Un autunno ricco di ricerca per le scienze sensoriali, con ben tre laureati che hanno svolto il lavoro di tesi e/o di stage presso il Centro Studi Assaggiatori o le organizzazioni a esso collegate. A ottobre è stata la volta di Alessia Laziosi che si è laureata all’Università di Brescia, Dipartimento Economia e Management con la tesi dal titolo Marketing digitale e sensorialità nell’agroalimentare: un’indagine campionaria.
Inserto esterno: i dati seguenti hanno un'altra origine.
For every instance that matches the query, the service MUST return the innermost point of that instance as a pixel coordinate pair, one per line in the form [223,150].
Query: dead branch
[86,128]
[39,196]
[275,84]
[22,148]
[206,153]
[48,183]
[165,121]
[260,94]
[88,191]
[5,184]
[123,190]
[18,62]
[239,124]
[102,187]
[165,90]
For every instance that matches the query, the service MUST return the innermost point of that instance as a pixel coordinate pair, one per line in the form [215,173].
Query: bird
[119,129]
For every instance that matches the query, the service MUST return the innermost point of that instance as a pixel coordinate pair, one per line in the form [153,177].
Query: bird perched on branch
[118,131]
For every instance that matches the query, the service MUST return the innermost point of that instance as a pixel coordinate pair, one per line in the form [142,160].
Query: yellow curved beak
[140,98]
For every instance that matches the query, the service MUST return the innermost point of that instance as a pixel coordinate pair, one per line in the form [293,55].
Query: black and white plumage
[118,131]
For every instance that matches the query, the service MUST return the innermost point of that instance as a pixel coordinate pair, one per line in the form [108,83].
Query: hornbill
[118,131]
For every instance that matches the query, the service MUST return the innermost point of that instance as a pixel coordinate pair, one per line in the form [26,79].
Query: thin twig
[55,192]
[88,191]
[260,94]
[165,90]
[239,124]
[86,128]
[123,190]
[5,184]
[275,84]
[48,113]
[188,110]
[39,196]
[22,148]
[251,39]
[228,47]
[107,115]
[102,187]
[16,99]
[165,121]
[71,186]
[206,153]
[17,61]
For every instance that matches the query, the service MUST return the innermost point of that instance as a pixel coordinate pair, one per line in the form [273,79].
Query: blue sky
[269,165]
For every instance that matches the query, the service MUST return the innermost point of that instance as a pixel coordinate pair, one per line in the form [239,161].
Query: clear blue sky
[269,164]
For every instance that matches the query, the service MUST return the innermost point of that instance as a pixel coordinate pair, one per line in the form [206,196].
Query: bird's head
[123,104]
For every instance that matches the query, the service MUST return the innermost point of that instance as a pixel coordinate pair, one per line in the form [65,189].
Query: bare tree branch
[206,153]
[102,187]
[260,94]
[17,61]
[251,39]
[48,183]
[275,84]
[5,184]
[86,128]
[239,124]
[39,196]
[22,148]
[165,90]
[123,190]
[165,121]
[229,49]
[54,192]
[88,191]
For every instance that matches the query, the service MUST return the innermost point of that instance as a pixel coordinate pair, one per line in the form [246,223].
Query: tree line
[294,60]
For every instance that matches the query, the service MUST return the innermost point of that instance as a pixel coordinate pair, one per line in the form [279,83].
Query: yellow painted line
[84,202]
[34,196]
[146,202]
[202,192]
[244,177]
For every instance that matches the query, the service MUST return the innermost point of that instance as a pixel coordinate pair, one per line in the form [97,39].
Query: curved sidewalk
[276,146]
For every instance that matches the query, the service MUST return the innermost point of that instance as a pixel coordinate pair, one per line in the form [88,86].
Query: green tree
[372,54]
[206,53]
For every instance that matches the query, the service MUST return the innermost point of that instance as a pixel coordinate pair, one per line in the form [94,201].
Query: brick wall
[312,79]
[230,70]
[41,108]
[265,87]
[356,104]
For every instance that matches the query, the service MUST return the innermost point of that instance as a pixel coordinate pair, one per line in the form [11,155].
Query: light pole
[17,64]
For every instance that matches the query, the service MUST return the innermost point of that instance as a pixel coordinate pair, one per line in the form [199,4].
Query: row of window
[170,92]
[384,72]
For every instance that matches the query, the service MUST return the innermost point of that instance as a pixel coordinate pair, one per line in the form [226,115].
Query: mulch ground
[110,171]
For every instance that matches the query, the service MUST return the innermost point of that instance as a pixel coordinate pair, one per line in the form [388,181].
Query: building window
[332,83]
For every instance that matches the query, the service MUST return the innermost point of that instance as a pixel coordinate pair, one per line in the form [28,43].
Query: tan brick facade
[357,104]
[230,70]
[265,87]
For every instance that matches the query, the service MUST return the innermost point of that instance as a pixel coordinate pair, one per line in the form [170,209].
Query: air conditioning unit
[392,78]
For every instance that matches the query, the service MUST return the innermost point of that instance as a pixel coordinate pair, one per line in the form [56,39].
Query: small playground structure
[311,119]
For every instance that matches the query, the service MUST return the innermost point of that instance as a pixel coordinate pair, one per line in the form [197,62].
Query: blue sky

Poi è toccato a Paola Fasser che, all’Università di Parma, nel Dipartimento di Scienze degli Alimenti e del Farmaco, ha conseguito la laurea con la tesi Il contributo delle company academy nell’alimentazione umana attraverso l’analisi sensoriale. Quindi, tornando a Brescia, è stata la volta di Matteo Tarenzi che, sempre nel dipartimento di economia, ha portato a compimento il suo ciclo di studi dissertando su Il fabbisogno di analisi sensoriale nelle aziende italiane.
Il ruolo che gli studenti hanno nella crescita del comparto è davvero notevole, non solamente perché svolgono un lavoro di ricerca che risulta indispensabile per la vera innovazione – quella che soddisfa un bisogno – ma anche perché inducono a riflessioni che altrimenti, immersi nel quotidiano, non verrebbero fatte.